2. İnanç sözleşmesi, 05.02.1947 tarihli ve 20/6 sayılı Yargıtay İçtihadı Birleştirme Kararı uyarınca ancak, yazılı delille kanıtlanabilir. Bu yazılı delil, tarafların getirecekleri ve onların imzalarını taşıyan bir belge olmalıdır.

3. Açıklanan nitelikte bir yazılı delil bulunmasa da, taraflar arasındaki uyuşmazlığın tümünü kanıtlamaya yeterli sayılmamakla beraber bunun vukuuna delalet edecek karşı tarafın elinden çıkmış (inanılan tarafından el ile yazılmış fakat imzalanmamış olan bir senet veya mektup, daktilo veya bilgisayarla yazılmış olmakla birlikte inanılanın parafını taşıyan belge, usulüne uygun onanmamış parmak izli veya mühürlü senetler gibi) “delil başlangıcı” niteliğinde bir belge varsa 6100 sayılı Hukuk Muhakemeleri Kanunu’nun 202 nci maddesi uyarınca inanç sözleşmesi “tanık” dahil her türlü delille ispat edilebilir.

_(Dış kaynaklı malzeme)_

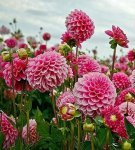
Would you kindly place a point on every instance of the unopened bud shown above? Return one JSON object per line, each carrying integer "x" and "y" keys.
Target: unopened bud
{"x": 67, "y": 111}
{"x": 6, "y": 56}
{"x": 89, "y": 127}
{"x": 22, "y": 53}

4. Yazılı delil veya “delil başlangıcı” yoksa inanç sözleşmesinin ikrar (6100 sayılı Kanun’un 188inci maddesi ile 225 nci maddesi v.d.) yemin gibi kesin delillerle de ispat edilmesi olanaklıdır. Davacının yemin deliline dayanması halinde hakimin davacıya bu hakkını hatırlatması gerekir. Yargıtay Hukuk Genel Kurulunun 09.12.2015 tarihli, 2014/14-516 Esas, 2015/2838 Karar sayılı kararı da bu doğrultudadır.

5. 6100 sayılı HMK’nın 190 ıncı maddesinde, “İspat yükü, kanunda özel bir düzenleme bulunmadıkça, iddia edilen vakıaya bağlanan hukuki sonuçtan kendi lehine hak çıkaran tarafa aittir.”

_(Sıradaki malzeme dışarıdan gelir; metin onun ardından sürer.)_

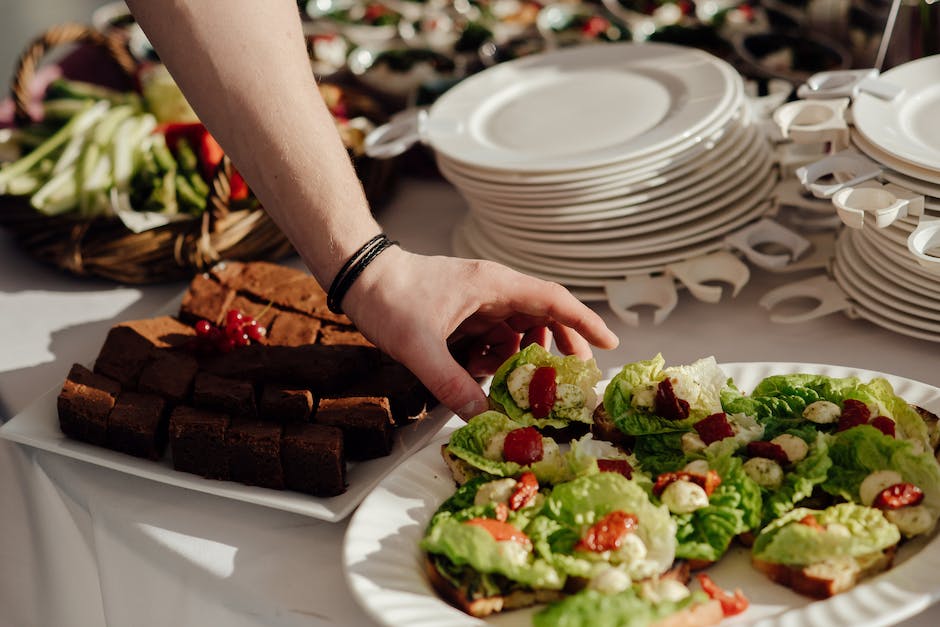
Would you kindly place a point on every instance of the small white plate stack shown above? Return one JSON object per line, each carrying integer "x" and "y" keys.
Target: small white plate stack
{"x": 593, "y": 164}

6. 4721 sayılı Türk Medeni Kanunu’nun 6 ncı maddesinde, “Kanunda aksine bir hüküm bulunmadıkça, taraflardan her biri, hakkını dayandırdığı olguların varlığını ispatla yükümlüdür.” hükümlerine yer verilmiştir.

3. Değerlendirme
1. Bölge Adliye Mahkemelerinin nihai kararlarının bozulması 6100 sayılı Kanun’un 371 inci maddesinde yer alan sebeplerden birinin varlığı hâlinde mümkündür.

2. Açıklanan nedenlerle temyizen incelenen karar, tarafların karşılıklı iddia ve savunmalarına, dayandıkları belgelere, uyuşmazlığa uygulanması gereken hukuk kuralları ile hukuki ilişkinin nitelendirilmesine, dava şartlarına, yargılama ve ispat kuralları ile kararda belirtilen gerekçelere göre usul ve kanuna uygun olup davacılar vekilince temyiz dilekçesinde ileri sürülen nedenler, kararın bozulmasını gerektirecek nitelikte görülmemiştir.

VI. KARAR
Açıklanan sebeplerle;
Temyiz olunan Bölge Adliye Mahkemesi kararının 6100 sayılı Kanun’un 370 inci maddesinin birinci fıkrası uyarınca ONANMASINA,

Aşağıda yazılı temyiz giderinin temyiz edenlere yükletilmesine,

Dosyanın İlk Derece Mahkemesine, kararın bir örneğinin Bölge Adliye Mahkemesine gönderilmesine,

15.05.2023 tarihinde oy birliğiyle karar verildi.